This farmer helps tackle food insecurity in Detroit

t might seem like an odd place to grow things like dino kale and cabbage, but on their 1.75-acre farming facility near I-75 and Grand River Avenue, the team at Keep Growing Detroit is getting it done right.

Akello Karamoko is a farmer at Keep Growing Detroit, where he’s mainly in charge of growing plant transplants. He began working there after completing the farm’s youth apprenticeship program and was eventually brought on staff after completing Michigan State University’s Organic Farmer Training Program.

“Growing up we had a garden, but I didn’t really take it seriously until I was about 19,” Karamoko says.

Now he’s 22, and he says he’s learning that working in the food industry is more dynamic than he ever thought.

As part of his duties at Keep Growing Detroit, he interacts with various volunteer groups that come through the farm, including schools, corporate groups and summer programs from in and around the city.


“The volunteer groups that come in are one of the greatest things that happen here,” Karamoko says. “We get a new flow of people and personalities every day, and we get to show them how to garden.”

Keep Growing Detroit’s Garden Resource Program supports about 1,400 urban gardens and farms in Detroit, Highland Park and Hamtramck. Through it, the farm supplies residents with resources like seeds, transplants and compost.

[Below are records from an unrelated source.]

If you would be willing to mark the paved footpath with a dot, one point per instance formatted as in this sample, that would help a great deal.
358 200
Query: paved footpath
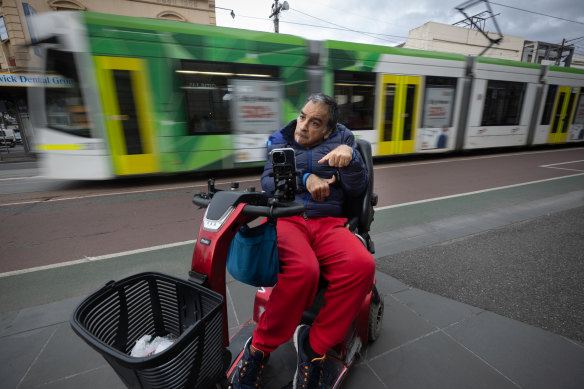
502 257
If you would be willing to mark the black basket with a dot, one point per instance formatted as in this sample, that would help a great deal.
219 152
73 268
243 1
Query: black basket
112 319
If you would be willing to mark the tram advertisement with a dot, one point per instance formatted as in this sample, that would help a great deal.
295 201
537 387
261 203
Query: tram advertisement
437 118
256 112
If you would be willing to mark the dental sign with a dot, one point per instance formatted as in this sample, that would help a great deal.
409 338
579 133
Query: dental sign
35 80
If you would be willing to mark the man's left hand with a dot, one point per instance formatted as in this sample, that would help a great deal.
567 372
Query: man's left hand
341 156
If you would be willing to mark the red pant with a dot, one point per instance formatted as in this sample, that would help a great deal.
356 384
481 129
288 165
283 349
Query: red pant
307 249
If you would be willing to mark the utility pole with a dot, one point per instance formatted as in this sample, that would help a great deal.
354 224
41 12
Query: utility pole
559 58
276 8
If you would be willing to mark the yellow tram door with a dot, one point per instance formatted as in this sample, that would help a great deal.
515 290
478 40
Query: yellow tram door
125 96
563 113
397 114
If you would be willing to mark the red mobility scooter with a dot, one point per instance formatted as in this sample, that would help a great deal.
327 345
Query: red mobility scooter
194 311
226 212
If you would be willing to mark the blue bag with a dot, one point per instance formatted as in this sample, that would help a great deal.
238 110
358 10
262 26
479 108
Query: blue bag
253 255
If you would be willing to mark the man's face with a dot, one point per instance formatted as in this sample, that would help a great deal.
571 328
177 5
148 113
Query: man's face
311 125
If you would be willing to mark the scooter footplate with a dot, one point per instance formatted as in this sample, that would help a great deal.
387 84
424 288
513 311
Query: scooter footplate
281 367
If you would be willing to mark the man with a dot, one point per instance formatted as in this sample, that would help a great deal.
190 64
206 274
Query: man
313 244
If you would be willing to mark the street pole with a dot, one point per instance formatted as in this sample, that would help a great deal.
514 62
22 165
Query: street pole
276 18
276 8
559 59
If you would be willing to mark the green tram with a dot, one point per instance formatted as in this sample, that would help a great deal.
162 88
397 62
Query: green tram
132 96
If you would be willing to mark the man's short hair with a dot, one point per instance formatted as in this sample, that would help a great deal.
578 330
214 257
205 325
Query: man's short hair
333 108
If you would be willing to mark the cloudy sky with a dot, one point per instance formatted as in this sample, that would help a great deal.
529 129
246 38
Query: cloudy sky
388 22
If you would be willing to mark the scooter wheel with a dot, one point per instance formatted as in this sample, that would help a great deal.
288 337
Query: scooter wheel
375 319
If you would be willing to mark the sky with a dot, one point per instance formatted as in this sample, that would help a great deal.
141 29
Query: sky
388 22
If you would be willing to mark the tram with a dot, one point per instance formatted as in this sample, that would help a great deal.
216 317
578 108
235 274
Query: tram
135 96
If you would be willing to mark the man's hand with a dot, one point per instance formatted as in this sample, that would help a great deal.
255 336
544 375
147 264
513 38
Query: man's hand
341 156
319 187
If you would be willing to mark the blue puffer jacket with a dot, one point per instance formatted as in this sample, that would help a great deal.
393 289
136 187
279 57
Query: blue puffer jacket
353 178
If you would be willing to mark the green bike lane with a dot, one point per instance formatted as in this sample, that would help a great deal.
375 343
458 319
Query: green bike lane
77 278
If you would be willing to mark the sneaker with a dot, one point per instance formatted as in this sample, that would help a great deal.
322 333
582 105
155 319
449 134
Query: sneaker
309 372
248 373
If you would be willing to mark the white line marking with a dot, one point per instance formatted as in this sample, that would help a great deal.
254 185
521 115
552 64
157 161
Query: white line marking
94 259
457 159
475 192
190 242
553 166
21 178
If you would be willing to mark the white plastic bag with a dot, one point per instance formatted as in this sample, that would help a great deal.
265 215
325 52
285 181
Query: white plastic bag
149 345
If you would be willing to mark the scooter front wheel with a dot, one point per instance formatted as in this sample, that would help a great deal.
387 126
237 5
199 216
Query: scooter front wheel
376 309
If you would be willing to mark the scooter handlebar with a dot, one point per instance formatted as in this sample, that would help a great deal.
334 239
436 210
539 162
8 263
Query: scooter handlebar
200 201
281 210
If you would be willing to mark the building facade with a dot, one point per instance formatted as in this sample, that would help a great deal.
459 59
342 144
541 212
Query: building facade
453 39
15 31
16 34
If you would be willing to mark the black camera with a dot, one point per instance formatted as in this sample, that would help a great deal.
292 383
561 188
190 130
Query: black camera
284 172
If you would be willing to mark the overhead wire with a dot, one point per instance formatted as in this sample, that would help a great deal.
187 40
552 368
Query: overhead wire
536 13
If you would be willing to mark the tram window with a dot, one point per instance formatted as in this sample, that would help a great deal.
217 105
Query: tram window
571 103
549 104
503 103
579 115
355 95
438 102
208 92
65 108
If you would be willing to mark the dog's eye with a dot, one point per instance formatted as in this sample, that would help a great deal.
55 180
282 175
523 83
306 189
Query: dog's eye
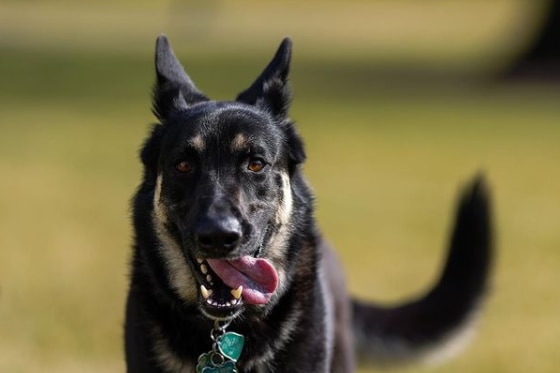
255 165
183 167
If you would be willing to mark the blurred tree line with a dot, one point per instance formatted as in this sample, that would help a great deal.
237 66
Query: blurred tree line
540 60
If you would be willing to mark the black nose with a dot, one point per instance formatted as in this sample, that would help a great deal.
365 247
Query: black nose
218 236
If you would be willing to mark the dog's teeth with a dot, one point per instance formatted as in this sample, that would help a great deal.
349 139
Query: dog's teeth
205 292
237 292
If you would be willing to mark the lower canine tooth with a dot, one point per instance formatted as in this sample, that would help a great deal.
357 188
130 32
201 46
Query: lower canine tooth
205 292
237 292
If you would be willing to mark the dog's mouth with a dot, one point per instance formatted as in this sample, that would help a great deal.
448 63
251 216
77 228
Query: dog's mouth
226 285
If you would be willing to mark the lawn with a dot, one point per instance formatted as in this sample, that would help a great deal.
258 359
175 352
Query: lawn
396 119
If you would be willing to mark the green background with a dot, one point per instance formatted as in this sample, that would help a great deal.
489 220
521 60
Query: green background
398 102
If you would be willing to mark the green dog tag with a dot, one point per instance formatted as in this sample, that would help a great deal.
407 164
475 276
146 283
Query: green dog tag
231 345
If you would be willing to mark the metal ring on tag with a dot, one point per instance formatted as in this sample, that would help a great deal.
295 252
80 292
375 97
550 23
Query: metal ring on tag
220 359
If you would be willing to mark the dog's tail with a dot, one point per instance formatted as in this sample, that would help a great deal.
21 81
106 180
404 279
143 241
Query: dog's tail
437 324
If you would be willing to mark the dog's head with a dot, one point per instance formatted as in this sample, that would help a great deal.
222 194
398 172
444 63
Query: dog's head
220 173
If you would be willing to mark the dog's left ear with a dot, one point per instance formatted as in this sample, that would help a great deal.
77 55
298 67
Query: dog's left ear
174 90
271 90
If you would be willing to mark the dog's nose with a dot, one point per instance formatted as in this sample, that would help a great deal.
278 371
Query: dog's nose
218 236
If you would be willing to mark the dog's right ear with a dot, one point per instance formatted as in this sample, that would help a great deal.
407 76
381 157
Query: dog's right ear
174 90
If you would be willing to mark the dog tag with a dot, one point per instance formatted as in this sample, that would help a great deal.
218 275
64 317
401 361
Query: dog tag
227 367
231 344
204 361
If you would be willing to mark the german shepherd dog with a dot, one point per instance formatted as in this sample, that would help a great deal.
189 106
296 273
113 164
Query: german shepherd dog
225 236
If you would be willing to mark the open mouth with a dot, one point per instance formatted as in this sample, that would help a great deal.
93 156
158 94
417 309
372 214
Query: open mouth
227 284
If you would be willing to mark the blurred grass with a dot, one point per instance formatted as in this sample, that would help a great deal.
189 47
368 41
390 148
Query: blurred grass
394 119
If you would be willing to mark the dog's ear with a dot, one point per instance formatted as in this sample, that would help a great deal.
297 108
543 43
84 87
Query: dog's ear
271 89
174 90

The member farms and gardens are given the opportunity to sell their crop at Eastern Market alongside the crop coming directly from Keep Growing Detroit, which is also sold to local chefs and restaurants and donated to food pantries.

“We encourage (gardeners) to scale up to be able to produce enough food to sell at the market,” Karamoko says. “With that they get that experience of selling their own food, and they also get 100 percent of the money.”

Though the gardening season is coming to a close, Karamoko says it’s never too late to get involved.

“We have different programs that we put on each year,” he says. “We do educational classes throughout the year and we have farm training for people who want to learn how to garden on a market level.”

When he’s not farming, Karamoko is a passionate part of the Good Food Ambassadors program, where he a group of young people head to grocery stores in the Detroit area to talk to residents about different resources available to them, including the Double Up Food Bucks program, and other ways to support the local economy through food.

“I do that on the weekend while I’m (farming) during the week and sometimes on the weekends too,” Karamoko says. “It becomes a really full schedule for me, but it’s been rewarding.

“We’re dynamic food professionals,” he adds. “We’re doing a lot with food, we’re doing a lot with the community, and it’s all about getting people to grow their own food and support themselves.”